Mbeki continues campaign against trade-based financial crime, calls on ALSF to focus more on IFFs

“The African Legal Support Facility (ALSF) must assist African countries to negotiate fair and balanced contracts to eliminate opportunities for illicit receipt, use, or transfer of funds,” says former president of South Africa and current chair of the African Union’s High-level Panel on Illicit Financial Flows (IFFs) from Africa, Thabo Mbeki.

Trade-based financial crime is a focus for Mbeki, who is concerned about IFFs facilitated by substantial over- and under-invoicing of Africa’s rich store of natural resources (Trade-based Financial Crime, 4 May 2016).

Beyond current remit

Mbeki was speaking last week at a high-level conference of African leaders to review the facility’s achievements over the last decade.

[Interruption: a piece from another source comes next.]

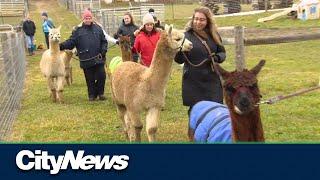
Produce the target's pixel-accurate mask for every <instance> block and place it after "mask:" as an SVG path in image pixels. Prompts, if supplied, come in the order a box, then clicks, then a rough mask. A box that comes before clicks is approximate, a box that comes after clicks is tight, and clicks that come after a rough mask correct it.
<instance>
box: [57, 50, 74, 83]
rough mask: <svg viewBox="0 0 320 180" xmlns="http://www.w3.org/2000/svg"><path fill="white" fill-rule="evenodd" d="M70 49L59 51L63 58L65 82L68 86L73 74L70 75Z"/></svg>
mask: <svg viewBox="0 0 320 180" xmlns="http://www.w3.org/2000/svg"><path fill="white" fill-rule="evenodd" d="M73 54H74V53H73V51H72V50H64V51H61V54H60V55H61V58H62V59H63V62H64V66H65V72H66V73H65V74H66V75H65V82H66V83H67V85H68V86H70V85H71V84H72V82H73V76H72V66H71V59H72V56H73Z"/></svg>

“The ALSF has already established its place as what might be called a front-line fighter to secure for Africa its resources,” he said in his call for the facility to focus more on fighting IFFs and securing fair contracts for African countries and their commercial partners.

The ALSF’s main objectives so far include helping African governments defend against litigation brought against them by vulture funds and providing legal advisory services to help countries structure and negotiate complex commercial transactions, including those related to extractives and natural resources, infrastructure and sovereign debt.

Achievements so far

Since its establishment in 2008, ALSF has provided expert legal advice and technical assistance to African countries in negotiating complex commercial transactions, including creditor litigation.

Hosted by the African Development Bank, the facility has also helped conclude commercial investment deals worth over US$75 billion while its interventions have saved African countries an estimated US$4 billion in the last three years.